Spring Market may be a year away, but Hickory Chair has already broken some important news for High Point 2019: The furniture brand is teaming up with interior designer Ray Booth on a new collection.
The collection will span bedroom, dining room and living room furnishings as well as decorative accessories. The AD100 designer, who worked with John Saladino and Clodagh before joining McAlpine as a partner in 1999, now splits his time between the design firm’s Nashville and New York offices. He joins other Hickory Chair collaborators like Mariette Himes Gomez, Albert Sack, Suzanne Kasler, David Phoenix and Susan Hable.
“The collaboration shared by Ray and our artisans and craftsmen brings his vision to reality,” says Kevin Bowman, Hickory Chair president. “To create this luxurious new collection, we are exploring new materials, creating dynamic new finishes and developing exciting new forms. We are confident that this distinctive collection that will add a new dimension to Hickory Chair’s exclusive position as a style leader while complementing our existing collections and products.”
As Booth says, “The juxtaposition of old and new is a signature of my work. I believe when standing at the junction of where we have been and where we are today, we can often glimpse where we might be going next.”

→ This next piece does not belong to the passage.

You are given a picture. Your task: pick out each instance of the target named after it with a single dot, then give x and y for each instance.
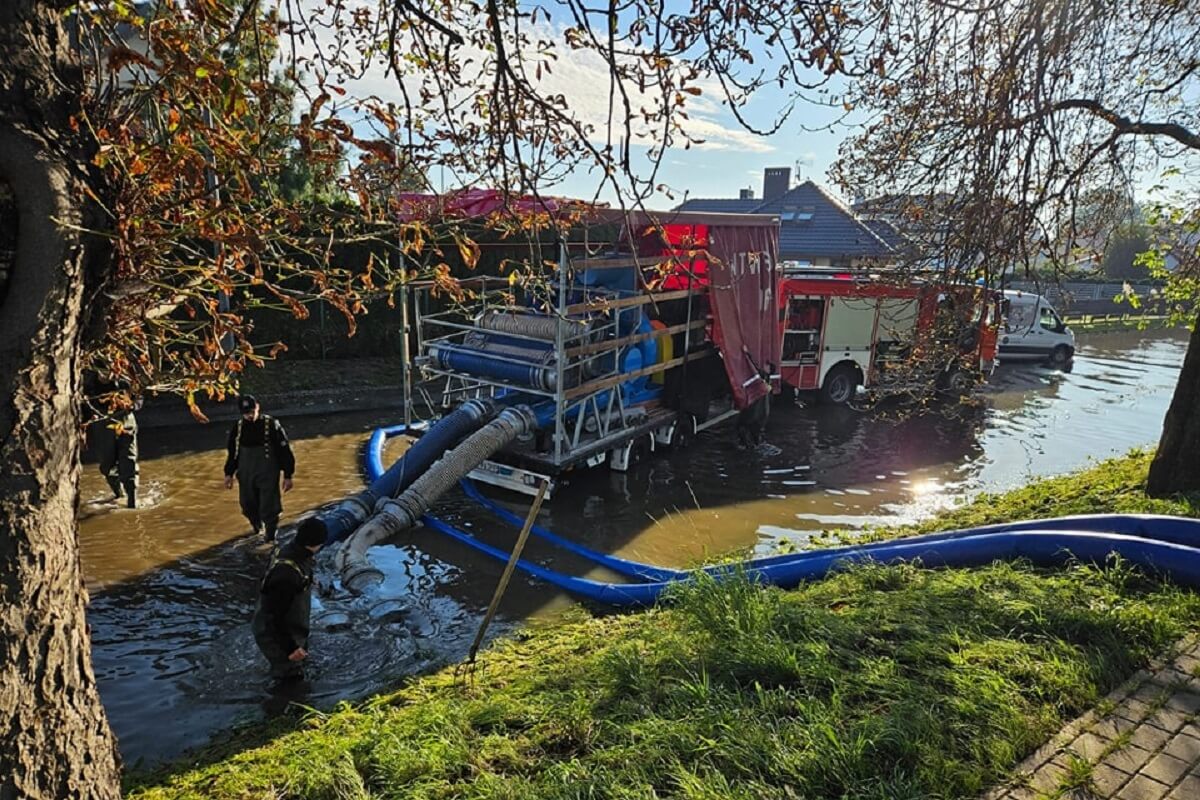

“Throughout my collection for Hickory Chair, new and old, East and West, contrasts and connections, push the boundaries of how we see things. My hope is that the showroom spaces envisioned for the launch reflect a modern, creative, inventive, layered, and elegant take on home furnishings. The Ray Booth Collection for Hickory Chair blends traditional forms with a modern touch that allow them to be seen anew.”
“It is my dream that these new designs will be cherished for generations in the way so many antiques have made their way into our collective consciousness,” Booth continues. “The collection is intended to inspire new thoughts on design that push our ever-evolving desire for creativity and inventiveness and that we not settle for what is now, or what has been before, but rather that we continually ask what might be.”